My goal here is, to get the content of the file in paginated way in the UI application as a tabulated form.
I read that Range
option is present in s3.getObject from this link.
But I do not need byte ranges but I need line ranges. Ex: (1-100, similar to pagination)
Is there a way that we can do this using NodeJS?
Upvotes: 2
Views: 4467
Reputation: 11
S3 select_object_content does not support row_number() function. If you have any unique/range column in your CSV use that column to perform select query to get lines/rows for particular range.

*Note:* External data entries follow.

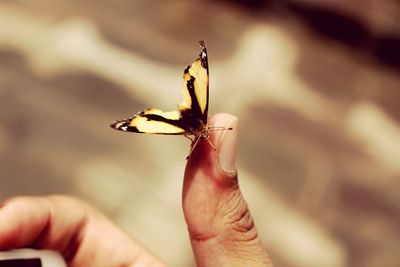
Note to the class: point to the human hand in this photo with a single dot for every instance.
(221, 229)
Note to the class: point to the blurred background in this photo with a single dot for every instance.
(315, 84)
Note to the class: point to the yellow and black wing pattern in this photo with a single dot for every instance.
(190, 118)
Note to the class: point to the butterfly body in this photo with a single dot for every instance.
(190, 118)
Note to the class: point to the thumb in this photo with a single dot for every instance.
(222, 231)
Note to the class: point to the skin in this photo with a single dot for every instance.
(221, 229)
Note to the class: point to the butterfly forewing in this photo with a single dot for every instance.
(191, 116)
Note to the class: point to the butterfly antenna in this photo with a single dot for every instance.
(194, 144)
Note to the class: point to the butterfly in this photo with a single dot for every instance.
(190, 118)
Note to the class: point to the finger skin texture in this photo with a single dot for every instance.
(81, 234)
(221, 229)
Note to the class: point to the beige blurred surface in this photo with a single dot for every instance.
(319, 148)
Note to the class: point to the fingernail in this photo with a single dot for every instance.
(227, 147)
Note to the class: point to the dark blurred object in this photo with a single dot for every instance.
(345, 22)
(333, 24)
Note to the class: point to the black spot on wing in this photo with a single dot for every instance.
(193, 117)
(124, 125)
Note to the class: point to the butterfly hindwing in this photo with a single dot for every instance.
(191, 116)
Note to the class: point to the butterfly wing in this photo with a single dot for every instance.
(191, 115)
(195, 90)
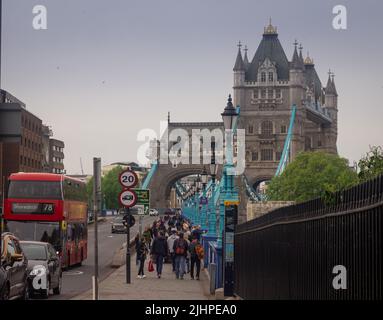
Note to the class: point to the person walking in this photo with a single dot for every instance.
(196, 254)
(173, 237)
(159, 251)
(187, 258)
(142, 251)
(180, 248)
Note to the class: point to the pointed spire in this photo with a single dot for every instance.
(245, 59)
(330, 87)
(300, 54)
(270, 29)
(308, 60)
(295, 62)
(239, 65)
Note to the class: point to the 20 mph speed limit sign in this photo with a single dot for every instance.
(128, 198)
(128, 179)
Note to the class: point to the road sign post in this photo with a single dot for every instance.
(128, 198)
(143, 200)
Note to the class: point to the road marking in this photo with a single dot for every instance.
(73, 273)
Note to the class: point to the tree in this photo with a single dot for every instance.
(312, 175)
(371, 165)
(110, 188)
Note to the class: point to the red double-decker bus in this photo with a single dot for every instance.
(49, 208)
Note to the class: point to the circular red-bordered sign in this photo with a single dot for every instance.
(128, 179)
(127, 198)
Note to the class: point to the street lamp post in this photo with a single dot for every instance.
(204, 178)
(213, 173)
(228, 203)
(228, 193)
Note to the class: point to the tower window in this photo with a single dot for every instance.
(267, 155)
(267, 128)
(263, 76)
(263, 93)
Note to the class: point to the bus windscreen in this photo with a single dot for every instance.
(21, 189)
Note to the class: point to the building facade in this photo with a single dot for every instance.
(265, 89)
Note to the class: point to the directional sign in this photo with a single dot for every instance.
(128, 179)
(203, 200)
(127, 198)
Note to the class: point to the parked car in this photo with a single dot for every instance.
(13, 269)
(43, 261)
(118, 225)
(153, 212)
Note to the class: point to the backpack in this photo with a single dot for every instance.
(199, 251)
(180, 247)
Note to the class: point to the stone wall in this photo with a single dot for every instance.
(257, 209)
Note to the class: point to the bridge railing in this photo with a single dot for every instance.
(291, 252)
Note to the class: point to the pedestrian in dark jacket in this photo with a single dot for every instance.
(195, 259)
(159, 251)
(180, 248)
(142, 251)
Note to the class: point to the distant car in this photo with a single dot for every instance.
(169, 212)
(43, 261)
(153, 212)
(118, 225)
(13, 269)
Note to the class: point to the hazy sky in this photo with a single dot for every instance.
(106, 69)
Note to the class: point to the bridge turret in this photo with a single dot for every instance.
(239, 77)
(296, 78)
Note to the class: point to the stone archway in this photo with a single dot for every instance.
(164, 179)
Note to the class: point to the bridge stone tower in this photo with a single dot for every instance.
(265, 89)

But never forget to cast range column into integer in your query otherwise it will consider as string.
import boto3
S3_BUCKET = 'bucket-name'
s3 = boto3.client('s3')
r = s3.select_object_content(
Bucket=S3_BUCKET,
Key='filename.csv',
ExpressionType='SQL',
Expression="select * from s3object s where CAST(row_index as INT) >= 1 and CAST(row_index as INT) <= 100",
InputSerialization={'CSV': {"FileHeaderInfo": "Use"}},
OutputSerialization={'CSV': {}},
)
for event in r['Payload']:
if 'Records' in event:
records = event['Records']['Payload'].decode('utf-8')
print(records)
Upvotes: 1
Reputation: 231
No s3 does not support this currently .
You will have to extract the whole file and then you can perform the filters over it using fast-csv module.

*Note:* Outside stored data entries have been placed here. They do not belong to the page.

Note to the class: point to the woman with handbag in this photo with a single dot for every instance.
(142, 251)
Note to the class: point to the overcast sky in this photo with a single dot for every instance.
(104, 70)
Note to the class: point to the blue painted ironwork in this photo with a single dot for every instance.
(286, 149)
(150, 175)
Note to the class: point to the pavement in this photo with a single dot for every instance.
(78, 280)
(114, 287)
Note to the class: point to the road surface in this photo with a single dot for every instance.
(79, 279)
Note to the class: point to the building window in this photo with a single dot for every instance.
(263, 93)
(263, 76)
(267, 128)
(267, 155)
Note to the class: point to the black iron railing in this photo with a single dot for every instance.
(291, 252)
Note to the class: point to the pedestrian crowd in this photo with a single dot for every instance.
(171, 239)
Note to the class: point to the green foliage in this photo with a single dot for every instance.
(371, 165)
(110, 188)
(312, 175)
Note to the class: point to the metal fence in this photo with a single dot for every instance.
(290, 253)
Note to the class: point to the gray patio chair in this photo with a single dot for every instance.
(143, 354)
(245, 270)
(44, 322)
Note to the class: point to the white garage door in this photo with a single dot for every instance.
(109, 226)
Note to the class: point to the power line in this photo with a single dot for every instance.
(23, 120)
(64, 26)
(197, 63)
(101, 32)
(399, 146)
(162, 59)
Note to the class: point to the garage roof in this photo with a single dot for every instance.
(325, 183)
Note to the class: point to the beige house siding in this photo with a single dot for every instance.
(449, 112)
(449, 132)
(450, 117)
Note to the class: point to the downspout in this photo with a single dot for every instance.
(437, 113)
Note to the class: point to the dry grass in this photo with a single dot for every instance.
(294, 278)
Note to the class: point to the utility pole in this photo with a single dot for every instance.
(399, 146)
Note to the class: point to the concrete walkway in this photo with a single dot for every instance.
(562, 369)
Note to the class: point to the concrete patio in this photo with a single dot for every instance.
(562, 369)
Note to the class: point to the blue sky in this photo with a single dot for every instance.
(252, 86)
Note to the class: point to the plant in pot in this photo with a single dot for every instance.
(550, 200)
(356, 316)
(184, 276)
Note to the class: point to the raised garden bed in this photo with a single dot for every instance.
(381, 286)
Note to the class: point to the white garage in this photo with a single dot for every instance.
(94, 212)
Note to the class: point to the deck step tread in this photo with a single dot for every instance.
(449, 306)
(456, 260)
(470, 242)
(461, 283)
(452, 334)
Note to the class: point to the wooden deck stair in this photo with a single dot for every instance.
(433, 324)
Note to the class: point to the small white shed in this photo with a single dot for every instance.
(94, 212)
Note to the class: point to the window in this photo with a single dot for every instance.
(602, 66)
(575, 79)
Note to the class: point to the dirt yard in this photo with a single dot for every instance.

You can use skip-rows and max-rows of this module to form a range .
https://c2fo.io/fast-csv/docs/parsing/options
Upvotes: 0
Reputation: 231
You can convert your lines into their respective bytes . There is an npm module that converts to bytes
Upvotes: -1
Reputation: 2113
You can either use S3 select (add a new column row_index to limit the number of rows) or Athena to query the CSV files.
S3 select program to print 1000 rows from a CSV file
import boto3
S3_BUCKET = 'bucket-name'
s3 = boto3.client('s3')
r = s3.select_object_content(
Bucket=S3_BUCKET,
Key='filename.csv',
ExpressionType='SQL',
Expression="select \"column\" from s3object s where row_index >= 1 and row_index <= 1000,
InputSerialization={'CSV': {"FileHeaderInfo": "Use"}},
OutputSerialization={'CSV': {}},
)
for event in r['Payload']:
if 'Records' in event:
records = event['Records']['Payload'].decode('utf-8')
print(records)
Using Athena
You can simply upload a CSV file in Athena. It's pretty straight forward to upload files to Athena. Then you can query limited set of data from select query.
SELECT * FROM table limit 1000;
Upvotes: 3